Tuesday, August 22, 2017

Striving After Wind

Dr. Choon-Leong Seow, who currently teaches at Vanderbilt, formerly taught at Princeton Seminary. He has an extraordinary commentary on Ecclesiastes in The Anchor Bible Series that I highly recommend.

Years ago, I was privileged to take a class with Dr Seow at Princeton Seminary on the Wisdom Tradition. And then, as I was reminded recently by a colleague, we brought Dr. Seow to the parish I was serving at the time, St. Francis, Holden, to preach and then lead a continuing education event for Episcopal and ecumenical clergy on Ecclesiastes. I've been thinking about that lately, and thinking about what insights that literature has to offer in these crazy times we are living through.

There are two Hebrew words one needs to learn before opening up the Book of Ecclesiastes to move beyond that text about there being a time and a season for everything made popular by The Byrds. The first is the name of the preacher/teacher: Qohelet.

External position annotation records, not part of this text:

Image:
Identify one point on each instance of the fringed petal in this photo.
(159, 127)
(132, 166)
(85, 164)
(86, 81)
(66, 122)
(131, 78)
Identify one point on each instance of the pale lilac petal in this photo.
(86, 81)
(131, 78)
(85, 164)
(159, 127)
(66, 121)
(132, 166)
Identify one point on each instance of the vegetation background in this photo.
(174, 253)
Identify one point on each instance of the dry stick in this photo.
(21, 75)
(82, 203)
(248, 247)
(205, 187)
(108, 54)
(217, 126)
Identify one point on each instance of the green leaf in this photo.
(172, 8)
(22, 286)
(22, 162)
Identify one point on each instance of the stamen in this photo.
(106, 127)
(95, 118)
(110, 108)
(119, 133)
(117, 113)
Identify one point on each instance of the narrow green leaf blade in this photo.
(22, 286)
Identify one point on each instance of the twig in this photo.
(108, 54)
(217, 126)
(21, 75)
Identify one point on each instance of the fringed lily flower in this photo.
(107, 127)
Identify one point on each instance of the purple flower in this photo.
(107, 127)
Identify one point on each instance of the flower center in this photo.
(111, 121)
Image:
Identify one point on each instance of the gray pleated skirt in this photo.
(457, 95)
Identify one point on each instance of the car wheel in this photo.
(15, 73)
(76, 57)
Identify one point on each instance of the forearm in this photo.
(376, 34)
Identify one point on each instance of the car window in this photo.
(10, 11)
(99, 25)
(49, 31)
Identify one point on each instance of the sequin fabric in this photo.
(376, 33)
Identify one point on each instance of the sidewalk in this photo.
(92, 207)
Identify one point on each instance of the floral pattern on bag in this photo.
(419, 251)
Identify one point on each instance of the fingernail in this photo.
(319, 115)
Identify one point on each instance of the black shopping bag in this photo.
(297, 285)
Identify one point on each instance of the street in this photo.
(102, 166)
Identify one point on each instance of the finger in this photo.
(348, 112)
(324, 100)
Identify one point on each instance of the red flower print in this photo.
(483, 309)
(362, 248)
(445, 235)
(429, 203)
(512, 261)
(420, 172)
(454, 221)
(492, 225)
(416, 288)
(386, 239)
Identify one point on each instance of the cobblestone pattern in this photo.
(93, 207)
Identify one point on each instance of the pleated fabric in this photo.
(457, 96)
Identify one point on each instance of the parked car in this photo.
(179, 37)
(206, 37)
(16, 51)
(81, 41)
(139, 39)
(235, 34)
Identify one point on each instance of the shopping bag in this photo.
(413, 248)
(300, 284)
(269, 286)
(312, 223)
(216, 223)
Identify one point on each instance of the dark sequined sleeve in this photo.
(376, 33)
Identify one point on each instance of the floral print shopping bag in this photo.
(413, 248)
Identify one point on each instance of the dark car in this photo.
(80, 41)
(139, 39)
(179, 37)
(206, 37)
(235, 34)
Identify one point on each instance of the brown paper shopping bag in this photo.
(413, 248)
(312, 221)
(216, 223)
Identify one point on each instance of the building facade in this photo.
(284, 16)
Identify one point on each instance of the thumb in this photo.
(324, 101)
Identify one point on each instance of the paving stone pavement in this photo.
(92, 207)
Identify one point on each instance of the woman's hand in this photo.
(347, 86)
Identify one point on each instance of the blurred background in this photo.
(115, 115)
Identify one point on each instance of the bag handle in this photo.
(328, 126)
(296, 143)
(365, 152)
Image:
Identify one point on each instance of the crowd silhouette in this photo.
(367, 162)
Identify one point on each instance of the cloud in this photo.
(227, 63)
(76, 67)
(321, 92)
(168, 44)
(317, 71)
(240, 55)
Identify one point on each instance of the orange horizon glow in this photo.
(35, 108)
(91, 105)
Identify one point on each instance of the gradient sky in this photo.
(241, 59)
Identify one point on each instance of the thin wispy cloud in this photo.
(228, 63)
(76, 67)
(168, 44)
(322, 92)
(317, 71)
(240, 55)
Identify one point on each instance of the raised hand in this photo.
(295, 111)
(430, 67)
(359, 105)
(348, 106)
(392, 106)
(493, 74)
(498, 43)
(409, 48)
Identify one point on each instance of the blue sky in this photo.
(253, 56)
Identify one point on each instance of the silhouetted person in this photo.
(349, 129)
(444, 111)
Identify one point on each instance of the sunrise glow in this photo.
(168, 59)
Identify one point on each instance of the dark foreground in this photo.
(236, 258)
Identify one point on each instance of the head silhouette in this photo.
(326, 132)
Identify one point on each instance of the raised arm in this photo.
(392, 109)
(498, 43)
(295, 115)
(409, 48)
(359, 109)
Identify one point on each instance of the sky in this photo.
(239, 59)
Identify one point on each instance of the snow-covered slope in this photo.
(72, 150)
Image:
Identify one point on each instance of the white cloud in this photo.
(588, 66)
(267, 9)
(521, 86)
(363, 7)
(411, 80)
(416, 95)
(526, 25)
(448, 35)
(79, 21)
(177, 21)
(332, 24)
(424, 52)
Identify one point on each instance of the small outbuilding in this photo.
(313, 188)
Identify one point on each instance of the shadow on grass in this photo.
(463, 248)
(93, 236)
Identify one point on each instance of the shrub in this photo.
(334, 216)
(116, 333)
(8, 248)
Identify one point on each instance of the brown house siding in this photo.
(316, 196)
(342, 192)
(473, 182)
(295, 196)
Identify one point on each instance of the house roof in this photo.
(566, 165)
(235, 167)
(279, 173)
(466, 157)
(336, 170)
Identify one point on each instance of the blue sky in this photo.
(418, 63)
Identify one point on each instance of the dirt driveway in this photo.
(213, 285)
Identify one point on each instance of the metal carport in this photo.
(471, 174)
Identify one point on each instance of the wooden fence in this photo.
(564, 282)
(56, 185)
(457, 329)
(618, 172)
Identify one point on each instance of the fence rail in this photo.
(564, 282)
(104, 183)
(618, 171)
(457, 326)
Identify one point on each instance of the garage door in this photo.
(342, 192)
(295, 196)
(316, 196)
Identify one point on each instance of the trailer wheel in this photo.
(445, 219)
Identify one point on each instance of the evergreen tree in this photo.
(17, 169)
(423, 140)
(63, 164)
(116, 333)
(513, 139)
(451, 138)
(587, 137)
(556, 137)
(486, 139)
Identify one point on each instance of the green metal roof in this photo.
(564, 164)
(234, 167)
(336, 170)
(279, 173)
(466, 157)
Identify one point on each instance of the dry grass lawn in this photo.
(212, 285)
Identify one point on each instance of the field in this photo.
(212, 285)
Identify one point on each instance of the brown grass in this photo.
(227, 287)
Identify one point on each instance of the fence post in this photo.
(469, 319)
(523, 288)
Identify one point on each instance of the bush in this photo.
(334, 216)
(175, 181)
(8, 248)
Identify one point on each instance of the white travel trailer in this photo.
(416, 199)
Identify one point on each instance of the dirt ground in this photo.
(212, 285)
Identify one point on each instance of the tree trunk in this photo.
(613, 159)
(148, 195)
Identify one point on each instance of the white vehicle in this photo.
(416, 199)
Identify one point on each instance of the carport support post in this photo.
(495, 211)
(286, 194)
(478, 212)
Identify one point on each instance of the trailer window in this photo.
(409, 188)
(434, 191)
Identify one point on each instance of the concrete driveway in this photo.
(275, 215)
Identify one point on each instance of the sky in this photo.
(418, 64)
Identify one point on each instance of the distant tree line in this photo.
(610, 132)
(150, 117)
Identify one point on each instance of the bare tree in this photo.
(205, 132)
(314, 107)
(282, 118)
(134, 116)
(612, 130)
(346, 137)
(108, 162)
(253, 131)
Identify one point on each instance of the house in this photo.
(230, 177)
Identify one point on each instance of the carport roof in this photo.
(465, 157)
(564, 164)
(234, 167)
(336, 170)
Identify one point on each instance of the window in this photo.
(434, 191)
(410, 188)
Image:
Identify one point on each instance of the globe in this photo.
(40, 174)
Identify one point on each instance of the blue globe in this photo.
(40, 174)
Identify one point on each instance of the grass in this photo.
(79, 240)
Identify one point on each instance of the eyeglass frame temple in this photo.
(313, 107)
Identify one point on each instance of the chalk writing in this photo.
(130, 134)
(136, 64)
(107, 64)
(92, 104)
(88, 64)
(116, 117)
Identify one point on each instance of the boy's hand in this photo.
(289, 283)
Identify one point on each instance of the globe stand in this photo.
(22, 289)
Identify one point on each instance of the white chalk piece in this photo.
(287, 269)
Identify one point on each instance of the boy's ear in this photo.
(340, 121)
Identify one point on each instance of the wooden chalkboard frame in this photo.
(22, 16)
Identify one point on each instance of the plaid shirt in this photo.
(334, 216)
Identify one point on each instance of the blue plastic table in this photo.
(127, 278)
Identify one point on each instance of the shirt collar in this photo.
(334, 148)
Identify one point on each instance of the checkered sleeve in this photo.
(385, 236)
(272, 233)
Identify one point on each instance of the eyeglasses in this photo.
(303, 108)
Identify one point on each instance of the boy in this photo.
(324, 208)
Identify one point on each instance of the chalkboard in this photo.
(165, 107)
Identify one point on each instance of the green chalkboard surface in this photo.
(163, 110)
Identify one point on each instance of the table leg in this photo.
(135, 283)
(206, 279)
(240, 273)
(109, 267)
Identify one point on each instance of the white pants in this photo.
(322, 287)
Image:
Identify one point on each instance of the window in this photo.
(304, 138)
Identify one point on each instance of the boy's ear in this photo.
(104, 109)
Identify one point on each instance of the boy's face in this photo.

Leong suggested that we call this preacher/teacher "the Gatherer."

The second term is hebel - which means something more like "vapor" or "mist" rather than what we usually read in English, vanity. (One popular translation (NIV) uses the word "meaningless!" which is perhaps reason enough to never use that translation!) The word appears 38 times in Ecclesiastes, so trying to get it right matters. If you have to pick a word, I think "All is vapor" works pretty well. As Seow puts it:
It refers to anything that is superficial, ephemeral, insubstantial, incomprehensible, enigmatic, inconsistent, or contradictory. Something that is hebel cannot be grasped or controlled. (Ecclesiastes, page 47)
So there is perhaps intended irony that the gatherer cannot gather hebel any more than one can grasp the vapor coming out of a humidifier. Vanity of vanities to think we can!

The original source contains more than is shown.